Sadly, Diamantino’s good fortune is not meant to last. Distracted by the experience with the refugees, including a mother who lost her child while at sea, Diamantino misses a goal during the World Cup final. To add insult to injury, his evil twin sisters Natasha (Margarida Moreira) and Sonia (Anabela Moreira) bring on the stroke that kills their father, but they blame Diamantino and the loss of the championship. Their abuse of their brother continues when they take over as his managers and, unbeknownst to him, are robbing him blind by transferring money from his accounts to an offshore account of theirs.


As if that wasn’t enough, the Portuguese Secret Service has been monitoring Diamantino and are under the mistaken impression that the offshore accounts are his. Aware of his fascination with refugees and his desire to adopt one, lesbian agents Lucia (Maria Leite) and Aisha (Cleo Tavares) cook up a plan in which computer whiz Aisha will portray teenage male refugee Rahim.

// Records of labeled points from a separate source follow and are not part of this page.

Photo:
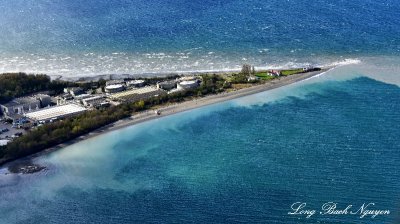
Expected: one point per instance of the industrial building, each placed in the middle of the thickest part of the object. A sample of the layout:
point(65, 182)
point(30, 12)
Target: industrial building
point(135, 83)
point(138, 94)
point(94, 101)
point(188, 85)
point(74, 91)
point(55, 113)
point(16, 108)
point(167, 85)
point(114, 88)
point(115, 82)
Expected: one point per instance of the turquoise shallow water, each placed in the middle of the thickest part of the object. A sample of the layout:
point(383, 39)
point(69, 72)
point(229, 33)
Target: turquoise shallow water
point(333, 138)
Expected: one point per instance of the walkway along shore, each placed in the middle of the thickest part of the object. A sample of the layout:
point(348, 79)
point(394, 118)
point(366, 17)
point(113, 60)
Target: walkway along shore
point(177, 108)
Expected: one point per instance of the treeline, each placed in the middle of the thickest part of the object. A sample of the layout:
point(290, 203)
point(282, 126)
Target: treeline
point(19, 84)
point(52, 134)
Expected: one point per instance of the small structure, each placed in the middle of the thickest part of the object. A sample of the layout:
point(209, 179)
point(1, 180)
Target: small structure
point(74, 91)
point(188, 78)
point(94, 101)
point(114, 88)
point(188, 85)
point(19, 106)
point(138, 94)
point(4, 142)
point(167, 85)
point(275, 73)
point(55, 113)
point(136, 83)
point(115, 82)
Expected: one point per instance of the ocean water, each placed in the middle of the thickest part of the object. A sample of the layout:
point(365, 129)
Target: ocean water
point(82, 38)
point(332, 138)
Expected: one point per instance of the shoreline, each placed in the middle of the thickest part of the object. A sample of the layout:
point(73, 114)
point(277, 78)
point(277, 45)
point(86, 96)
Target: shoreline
point(174, 109)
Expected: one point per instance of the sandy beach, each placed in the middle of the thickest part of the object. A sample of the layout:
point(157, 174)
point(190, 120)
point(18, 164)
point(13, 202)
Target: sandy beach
point(177, 108)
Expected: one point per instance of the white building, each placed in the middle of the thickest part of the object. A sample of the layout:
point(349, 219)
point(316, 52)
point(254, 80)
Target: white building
point(138, 94)
point(167, 85)
point(94, 101)
point(114, 88)
point(136, 83)
point(54, 113)
point(188, 85)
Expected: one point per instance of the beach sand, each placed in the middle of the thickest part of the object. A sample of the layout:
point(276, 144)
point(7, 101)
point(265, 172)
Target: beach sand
point(176, 108)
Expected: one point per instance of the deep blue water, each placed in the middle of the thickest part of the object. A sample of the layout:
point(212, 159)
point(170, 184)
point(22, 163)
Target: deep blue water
point(73, 38)
point(240, 161)
point(329, 139)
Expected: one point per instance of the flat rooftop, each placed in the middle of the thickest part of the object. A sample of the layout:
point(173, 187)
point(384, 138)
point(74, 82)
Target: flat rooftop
point(56, 112)
point(139, 91)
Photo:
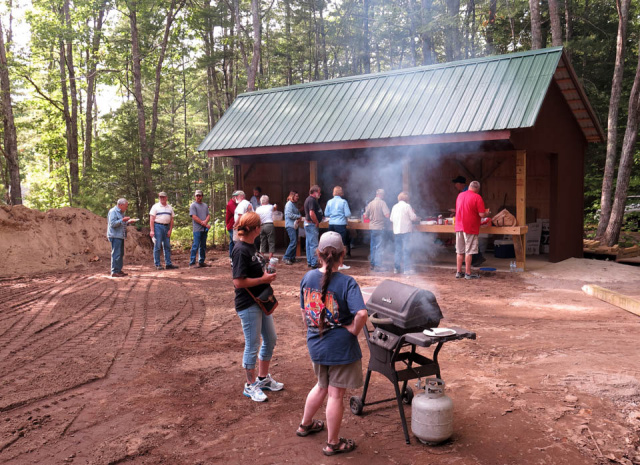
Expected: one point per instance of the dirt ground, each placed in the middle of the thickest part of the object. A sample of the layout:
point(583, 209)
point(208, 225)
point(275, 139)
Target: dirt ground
point(147, 370)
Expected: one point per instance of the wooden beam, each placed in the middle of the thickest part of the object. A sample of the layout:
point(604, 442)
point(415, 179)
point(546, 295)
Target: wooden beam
point(622, 301)
point(520, 242)
point(313, 173)
point(466, 171)
point(406, 175)
point(521, 187)
point(365, 144)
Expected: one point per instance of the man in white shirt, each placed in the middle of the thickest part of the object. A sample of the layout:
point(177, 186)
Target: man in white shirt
point(161, 224)
point(402, 216)
point(243, 205)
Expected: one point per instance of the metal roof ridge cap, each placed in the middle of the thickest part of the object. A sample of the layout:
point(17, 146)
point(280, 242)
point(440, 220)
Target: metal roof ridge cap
point(358, 77)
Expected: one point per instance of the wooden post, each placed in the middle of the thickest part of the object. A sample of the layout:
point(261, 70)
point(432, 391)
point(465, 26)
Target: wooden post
point(405, 175)
point(313, 173)
point(520, 241)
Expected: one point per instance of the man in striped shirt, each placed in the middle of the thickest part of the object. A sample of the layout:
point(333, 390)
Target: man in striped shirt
point(161, 224)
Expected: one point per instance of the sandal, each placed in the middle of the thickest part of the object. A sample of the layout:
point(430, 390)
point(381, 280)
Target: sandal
point(349, 445)
point(315, 427)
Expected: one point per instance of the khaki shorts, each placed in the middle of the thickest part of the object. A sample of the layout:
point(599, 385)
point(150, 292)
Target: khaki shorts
point(466, 244)
point(341, 376)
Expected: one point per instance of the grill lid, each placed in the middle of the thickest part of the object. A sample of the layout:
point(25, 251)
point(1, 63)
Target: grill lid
point(411, 309)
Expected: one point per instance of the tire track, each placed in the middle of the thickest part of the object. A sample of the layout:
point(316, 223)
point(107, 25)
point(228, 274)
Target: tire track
point(51, 332)
point(43, 308)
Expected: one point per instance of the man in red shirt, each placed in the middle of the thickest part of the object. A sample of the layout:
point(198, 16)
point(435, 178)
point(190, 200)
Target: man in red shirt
point(229, 220)
point(469, 210)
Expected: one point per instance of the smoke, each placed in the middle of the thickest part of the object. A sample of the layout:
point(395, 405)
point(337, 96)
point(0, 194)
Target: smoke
point(430, 169)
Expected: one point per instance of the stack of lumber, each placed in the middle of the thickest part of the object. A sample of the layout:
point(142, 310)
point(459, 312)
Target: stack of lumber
point(594, 247)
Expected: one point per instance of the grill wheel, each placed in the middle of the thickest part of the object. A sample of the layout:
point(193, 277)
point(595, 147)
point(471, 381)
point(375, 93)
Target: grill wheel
point(356, 405)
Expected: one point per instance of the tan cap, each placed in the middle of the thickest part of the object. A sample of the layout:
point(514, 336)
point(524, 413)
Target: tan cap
point(331, 239)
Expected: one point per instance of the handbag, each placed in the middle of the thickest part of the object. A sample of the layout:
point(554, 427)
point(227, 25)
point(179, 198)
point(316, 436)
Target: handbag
point(265, 300)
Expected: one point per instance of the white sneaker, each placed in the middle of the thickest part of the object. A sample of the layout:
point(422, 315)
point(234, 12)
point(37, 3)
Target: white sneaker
point(254, 392)
point(269, 384)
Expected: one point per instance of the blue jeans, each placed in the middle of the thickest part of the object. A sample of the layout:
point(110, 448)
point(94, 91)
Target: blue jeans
point(117, 254)
point(377, 238)
point(162, 240)
point(254, 324)
point(290, 253)
point(402, 257)
point(199, 245)
point(230, 242)
point(312, 233)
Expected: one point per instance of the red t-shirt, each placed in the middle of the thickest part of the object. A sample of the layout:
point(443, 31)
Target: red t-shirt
point(228, 219)
point(468, 206)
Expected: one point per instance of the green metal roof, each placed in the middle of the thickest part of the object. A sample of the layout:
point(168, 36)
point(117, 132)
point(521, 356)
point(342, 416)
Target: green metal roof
point(484, 94)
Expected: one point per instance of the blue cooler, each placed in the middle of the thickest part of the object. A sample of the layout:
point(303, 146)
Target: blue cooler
point(504, 249)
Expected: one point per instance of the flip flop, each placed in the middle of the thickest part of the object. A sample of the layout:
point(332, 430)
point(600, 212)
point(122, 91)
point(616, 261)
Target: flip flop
point(349, 445)
point(315, 427)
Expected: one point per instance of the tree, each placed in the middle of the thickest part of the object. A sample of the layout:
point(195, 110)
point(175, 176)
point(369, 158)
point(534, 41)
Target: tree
point(612, 121)
point(612, 233)
point(10, 150)
point(536, 28)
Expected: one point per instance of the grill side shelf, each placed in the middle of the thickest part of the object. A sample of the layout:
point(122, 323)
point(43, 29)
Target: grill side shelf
point(422, 340)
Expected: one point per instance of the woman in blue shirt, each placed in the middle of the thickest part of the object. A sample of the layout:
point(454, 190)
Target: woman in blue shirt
point(338, 211)
point(334, 312)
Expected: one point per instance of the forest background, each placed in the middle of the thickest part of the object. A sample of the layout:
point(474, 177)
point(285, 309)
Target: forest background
point(104, 99)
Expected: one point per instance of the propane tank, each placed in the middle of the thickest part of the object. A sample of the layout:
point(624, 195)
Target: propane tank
point(432, 413)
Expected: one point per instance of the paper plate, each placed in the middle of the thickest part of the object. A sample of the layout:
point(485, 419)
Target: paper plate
point(439, 332)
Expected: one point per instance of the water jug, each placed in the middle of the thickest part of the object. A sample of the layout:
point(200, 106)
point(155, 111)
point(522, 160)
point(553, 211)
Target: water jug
point(432, 413)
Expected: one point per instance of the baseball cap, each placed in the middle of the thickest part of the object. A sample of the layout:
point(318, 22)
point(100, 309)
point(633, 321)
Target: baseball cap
point(331, 239)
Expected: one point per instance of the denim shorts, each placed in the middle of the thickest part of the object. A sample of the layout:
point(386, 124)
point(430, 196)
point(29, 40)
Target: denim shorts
point(255, 324)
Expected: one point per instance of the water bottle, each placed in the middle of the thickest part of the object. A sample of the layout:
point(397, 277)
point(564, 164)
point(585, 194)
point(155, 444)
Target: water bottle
point(271, 267)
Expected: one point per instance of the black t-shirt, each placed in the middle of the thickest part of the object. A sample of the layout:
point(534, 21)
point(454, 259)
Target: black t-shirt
point(247, 263)
point(312, 204)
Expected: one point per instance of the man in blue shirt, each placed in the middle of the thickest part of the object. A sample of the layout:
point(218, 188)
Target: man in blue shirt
point(116, 233)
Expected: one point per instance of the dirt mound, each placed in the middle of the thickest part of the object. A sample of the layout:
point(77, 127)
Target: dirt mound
point(32, 241)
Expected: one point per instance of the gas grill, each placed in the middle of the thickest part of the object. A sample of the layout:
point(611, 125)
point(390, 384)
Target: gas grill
point(399, 314)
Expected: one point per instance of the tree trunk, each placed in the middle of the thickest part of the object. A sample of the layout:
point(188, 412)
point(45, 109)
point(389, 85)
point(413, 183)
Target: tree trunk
point(72, 117)
point(92, 64)
point(491, 23)
point(612, 120)
point(10, 150)
point(612, 233)
point(568, 27)
point(366, 51)
point(287, 32)
point(412, 32)
point(556, 24)
point(323, 43)
point(536, 29)
point(428, 51)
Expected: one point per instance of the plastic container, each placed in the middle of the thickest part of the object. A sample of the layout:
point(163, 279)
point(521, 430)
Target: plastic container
point(432, 413)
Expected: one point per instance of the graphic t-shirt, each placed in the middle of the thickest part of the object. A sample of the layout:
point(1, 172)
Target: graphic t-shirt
point(468, 206)
point(247, 263)
point(201, 210)
point(336, 346)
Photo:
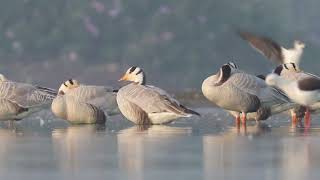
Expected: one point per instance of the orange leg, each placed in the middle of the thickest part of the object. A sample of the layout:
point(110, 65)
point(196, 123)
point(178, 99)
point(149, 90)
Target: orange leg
point(307, 119)
point(244, 120)
point(294, 120)
point(238, 122)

Rahim will move into Diamantino’s house thereby allowing Aisha will gain access to his computer.


Meanwhile, Natasha and Sonia have teamed up with evil Minister Ferro (Joana Barrios) and mad scientist Dr. Lamborghini (Carla Maciel) to create clones of Diamontino all in the name of a right-wing movement whose language and actions echo those of Donald Trump. Will the goodness of Diamantino triumph over the evil that surrounds him? You’ll have to find out by seeing the movie.


Whatever substances that Abrantes and Schmidt were consuming (if any at all) should be shared with other filmmakers so that we can have more wonderful and wacky experiences like “Diamantino”. In Portuguese with English subtitles.